Par-delà cet échec, la Jeune Rue peut être vue comme la preuve certes douloureuse mais incontestable que la restauration et l’alimentation – le volet « producteur » était important – font rêver et peuvent faire déplacer des montagnes. Le documentaire le montre très bien : en dépit des évidences, en dépit du bon sens même, les acteurs de cette farce refusent pendant de longs mois d’ouvrir les yeux. Non pas seulement à cause du talent de dissimulateur et de séducteur de Cédric Naudon, mais aussi parce que le projet, intrinsèquement, donnait du sens à des parcours de vie parfois difficiles ou incomplets ; cette fameuse quête de sens qui fait qu’aujourd’hui le secteur de la restauration connait toujours un afflux de reconvertis – de la banque, du commerce, etc. – qui voient dans le restaurant un nouveau contact (parfois contestable) avec la réalité terrienne.

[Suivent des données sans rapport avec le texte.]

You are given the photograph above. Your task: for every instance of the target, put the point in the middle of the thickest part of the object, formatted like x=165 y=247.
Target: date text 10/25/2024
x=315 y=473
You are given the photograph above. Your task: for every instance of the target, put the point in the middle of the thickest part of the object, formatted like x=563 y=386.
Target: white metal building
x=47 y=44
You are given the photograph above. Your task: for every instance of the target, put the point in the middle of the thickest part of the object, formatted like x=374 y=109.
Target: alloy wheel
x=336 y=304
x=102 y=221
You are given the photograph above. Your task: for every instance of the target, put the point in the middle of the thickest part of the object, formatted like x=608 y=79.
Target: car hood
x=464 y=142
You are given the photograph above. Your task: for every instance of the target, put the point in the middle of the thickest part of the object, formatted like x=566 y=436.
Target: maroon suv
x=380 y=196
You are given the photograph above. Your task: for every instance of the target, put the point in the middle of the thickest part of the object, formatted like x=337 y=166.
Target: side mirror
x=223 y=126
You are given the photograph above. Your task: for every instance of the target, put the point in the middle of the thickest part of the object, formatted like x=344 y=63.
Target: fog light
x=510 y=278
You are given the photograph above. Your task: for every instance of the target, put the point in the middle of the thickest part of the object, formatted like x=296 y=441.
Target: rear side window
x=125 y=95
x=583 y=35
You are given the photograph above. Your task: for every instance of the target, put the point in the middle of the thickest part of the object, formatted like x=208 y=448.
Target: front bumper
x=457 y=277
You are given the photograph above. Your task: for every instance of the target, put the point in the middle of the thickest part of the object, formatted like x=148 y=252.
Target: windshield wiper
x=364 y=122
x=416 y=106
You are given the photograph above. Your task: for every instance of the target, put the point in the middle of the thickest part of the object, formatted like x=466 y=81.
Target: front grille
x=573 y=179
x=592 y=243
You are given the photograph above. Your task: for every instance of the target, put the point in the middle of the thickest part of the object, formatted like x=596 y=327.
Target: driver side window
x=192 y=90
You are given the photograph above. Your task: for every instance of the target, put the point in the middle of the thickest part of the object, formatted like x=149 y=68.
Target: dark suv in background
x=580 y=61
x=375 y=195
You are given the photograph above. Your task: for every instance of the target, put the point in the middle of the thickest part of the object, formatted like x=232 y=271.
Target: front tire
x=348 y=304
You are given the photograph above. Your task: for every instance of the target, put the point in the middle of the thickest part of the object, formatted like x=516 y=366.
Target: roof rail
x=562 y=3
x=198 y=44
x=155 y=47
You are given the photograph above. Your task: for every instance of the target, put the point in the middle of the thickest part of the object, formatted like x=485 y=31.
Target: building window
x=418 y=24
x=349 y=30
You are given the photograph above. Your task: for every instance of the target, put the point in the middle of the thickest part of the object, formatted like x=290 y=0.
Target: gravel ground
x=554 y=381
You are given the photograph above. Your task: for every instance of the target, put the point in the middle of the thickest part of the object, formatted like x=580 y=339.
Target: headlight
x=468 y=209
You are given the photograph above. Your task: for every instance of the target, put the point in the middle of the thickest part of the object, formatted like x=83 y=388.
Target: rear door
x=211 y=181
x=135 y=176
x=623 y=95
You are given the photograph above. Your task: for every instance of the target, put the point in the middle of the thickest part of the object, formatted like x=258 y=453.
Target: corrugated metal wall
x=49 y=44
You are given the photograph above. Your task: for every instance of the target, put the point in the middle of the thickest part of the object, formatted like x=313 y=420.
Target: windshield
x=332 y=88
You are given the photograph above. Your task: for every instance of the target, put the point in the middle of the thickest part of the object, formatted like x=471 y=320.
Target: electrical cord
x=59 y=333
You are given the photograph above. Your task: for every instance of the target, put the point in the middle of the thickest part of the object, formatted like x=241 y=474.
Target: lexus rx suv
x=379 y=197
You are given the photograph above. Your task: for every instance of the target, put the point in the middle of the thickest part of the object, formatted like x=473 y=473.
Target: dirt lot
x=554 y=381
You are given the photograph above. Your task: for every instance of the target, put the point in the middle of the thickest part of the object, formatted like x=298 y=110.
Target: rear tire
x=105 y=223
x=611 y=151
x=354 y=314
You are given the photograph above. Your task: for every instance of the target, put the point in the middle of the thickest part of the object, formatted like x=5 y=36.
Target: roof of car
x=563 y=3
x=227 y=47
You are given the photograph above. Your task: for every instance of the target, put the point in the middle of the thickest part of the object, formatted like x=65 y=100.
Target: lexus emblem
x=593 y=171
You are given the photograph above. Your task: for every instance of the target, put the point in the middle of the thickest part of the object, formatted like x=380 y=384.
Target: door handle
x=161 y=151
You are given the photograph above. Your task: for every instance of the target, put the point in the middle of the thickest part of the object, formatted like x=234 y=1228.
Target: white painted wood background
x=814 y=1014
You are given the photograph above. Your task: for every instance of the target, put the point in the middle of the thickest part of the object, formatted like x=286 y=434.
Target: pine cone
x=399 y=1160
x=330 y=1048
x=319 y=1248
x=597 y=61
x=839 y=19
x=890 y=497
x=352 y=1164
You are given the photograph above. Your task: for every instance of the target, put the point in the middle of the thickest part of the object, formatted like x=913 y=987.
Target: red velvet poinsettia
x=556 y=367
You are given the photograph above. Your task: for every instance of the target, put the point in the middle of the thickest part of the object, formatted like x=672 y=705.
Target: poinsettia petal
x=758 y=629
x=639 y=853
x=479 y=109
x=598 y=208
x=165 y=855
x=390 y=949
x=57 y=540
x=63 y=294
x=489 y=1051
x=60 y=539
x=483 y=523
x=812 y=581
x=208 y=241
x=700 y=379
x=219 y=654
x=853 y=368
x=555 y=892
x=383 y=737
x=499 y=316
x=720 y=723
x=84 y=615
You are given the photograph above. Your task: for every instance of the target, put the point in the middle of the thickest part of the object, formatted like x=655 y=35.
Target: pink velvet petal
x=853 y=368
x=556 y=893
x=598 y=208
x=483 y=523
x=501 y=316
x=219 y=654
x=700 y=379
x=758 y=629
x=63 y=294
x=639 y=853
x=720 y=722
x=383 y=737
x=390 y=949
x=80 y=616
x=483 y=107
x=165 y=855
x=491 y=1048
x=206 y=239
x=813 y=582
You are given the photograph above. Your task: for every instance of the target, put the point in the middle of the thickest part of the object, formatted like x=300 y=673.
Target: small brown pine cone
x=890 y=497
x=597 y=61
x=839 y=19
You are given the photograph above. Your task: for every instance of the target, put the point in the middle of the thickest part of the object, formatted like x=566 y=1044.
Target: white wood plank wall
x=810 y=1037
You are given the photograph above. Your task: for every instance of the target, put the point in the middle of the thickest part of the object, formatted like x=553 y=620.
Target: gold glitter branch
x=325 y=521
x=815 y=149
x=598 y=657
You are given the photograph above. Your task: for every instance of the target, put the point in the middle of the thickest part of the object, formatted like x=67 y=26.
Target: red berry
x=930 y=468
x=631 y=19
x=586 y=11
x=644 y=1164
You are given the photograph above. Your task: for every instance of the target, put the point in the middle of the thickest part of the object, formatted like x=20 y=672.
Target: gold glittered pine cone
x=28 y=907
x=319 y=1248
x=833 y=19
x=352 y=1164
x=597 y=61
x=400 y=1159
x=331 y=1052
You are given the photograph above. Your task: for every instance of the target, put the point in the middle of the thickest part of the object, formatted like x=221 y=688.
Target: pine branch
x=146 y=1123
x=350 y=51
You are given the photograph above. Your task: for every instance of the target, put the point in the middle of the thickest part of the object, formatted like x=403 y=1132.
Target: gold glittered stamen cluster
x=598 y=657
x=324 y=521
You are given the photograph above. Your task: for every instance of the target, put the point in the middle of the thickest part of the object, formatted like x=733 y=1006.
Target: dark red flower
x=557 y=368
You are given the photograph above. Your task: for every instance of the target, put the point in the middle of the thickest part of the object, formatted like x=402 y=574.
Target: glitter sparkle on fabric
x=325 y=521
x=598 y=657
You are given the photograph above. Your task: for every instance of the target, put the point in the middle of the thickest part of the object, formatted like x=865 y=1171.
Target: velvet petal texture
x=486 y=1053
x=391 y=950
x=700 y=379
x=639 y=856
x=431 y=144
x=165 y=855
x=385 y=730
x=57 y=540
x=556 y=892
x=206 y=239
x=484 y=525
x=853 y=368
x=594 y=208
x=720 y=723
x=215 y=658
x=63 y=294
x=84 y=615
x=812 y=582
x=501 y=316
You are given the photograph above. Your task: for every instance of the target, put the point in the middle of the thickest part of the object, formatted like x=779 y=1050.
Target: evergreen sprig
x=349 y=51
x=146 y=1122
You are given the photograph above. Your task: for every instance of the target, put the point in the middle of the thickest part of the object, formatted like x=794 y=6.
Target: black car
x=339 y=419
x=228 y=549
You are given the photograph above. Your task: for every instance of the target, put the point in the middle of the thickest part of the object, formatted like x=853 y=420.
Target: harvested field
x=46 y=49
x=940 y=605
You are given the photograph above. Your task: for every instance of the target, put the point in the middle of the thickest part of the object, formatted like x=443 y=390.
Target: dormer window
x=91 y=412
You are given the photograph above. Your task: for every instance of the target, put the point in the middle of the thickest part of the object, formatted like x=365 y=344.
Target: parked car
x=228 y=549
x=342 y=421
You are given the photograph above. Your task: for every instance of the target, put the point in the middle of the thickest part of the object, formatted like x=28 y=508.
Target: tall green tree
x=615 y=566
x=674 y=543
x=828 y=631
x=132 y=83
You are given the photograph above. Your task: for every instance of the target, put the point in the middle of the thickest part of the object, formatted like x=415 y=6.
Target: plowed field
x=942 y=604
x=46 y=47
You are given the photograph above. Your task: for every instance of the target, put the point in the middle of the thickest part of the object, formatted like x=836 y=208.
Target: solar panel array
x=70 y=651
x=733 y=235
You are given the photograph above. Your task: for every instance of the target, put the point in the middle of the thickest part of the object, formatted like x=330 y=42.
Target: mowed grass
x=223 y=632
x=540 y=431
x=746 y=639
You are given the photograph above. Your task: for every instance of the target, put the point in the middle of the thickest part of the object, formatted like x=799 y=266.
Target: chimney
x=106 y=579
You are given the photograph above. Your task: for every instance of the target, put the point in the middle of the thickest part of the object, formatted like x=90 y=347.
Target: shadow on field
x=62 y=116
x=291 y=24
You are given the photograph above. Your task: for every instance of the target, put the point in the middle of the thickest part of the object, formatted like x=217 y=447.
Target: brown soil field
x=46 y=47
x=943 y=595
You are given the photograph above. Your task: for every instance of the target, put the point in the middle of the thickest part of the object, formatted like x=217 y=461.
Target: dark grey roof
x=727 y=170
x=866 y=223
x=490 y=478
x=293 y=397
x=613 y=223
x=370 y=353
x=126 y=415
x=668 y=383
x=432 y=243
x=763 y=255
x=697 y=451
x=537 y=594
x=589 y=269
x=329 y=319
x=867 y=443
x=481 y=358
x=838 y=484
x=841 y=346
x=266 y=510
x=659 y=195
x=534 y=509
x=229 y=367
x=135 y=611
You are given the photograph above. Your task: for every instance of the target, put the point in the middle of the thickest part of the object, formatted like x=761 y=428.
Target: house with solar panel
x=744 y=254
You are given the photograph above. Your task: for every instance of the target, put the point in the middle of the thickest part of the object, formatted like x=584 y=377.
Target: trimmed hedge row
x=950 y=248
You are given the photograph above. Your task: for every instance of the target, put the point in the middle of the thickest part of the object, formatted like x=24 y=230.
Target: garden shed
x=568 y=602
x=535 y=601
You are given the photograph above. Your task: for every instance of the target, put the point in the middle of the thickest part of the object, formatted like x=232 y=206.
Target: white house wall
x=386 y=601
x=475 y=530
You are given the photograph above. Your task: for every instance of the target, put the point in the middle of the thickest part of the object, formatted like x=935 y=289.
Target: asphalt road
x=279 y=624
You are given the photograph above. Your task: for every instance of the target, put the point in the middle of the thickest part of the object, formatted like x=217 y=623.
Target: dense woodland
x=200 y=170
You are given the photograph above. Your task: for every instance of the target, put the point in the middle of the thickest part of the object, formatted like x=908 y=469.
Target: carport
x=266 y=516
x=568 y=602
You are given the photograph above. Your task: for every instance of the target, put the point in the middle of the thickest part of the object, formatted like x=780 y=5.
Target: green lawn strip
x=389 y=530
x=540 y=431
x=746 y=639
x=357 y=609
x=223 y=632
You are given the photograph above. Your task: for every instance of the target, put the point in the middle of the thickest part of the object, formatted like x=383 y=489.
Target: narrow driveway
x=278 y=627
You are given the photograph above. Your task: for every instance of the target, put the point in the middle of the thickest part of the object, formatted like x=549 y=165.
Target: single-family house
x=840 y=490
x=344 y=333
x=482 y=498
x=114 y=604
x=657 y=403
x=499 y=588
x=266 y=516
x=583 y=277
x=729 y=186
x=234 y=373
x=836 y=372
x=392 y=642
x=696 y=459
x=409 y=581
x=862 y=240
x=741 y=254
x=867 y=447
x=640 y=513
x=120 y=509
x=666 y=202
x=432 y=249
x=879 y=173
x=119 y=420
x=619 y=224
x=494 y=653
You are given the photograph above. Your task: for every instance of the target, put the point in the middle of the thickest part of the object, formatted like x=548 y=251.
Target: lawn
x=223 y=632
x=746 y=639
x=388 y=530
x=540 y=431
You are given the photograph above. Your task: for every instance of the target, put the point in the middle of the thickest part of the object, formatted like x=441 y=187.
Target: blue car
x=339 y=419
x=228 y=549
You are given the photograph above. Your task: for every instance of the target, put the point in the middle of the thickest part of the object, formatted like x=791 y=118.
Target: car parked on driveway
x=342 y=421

Près de douze ans plus tard, la Jeune Rue vit encore. Non pas pour elle-même mais pour toute les valeurs qu’elle incarnait, pour le petit grain de folie qu’elle a probablement instillé. Derrière les mensonges d’un homme et l’utopie du projet, il y avait une vision. Comme le clame Oscar Wilde, « le progrès n’est que l’accomplissement des utopies ».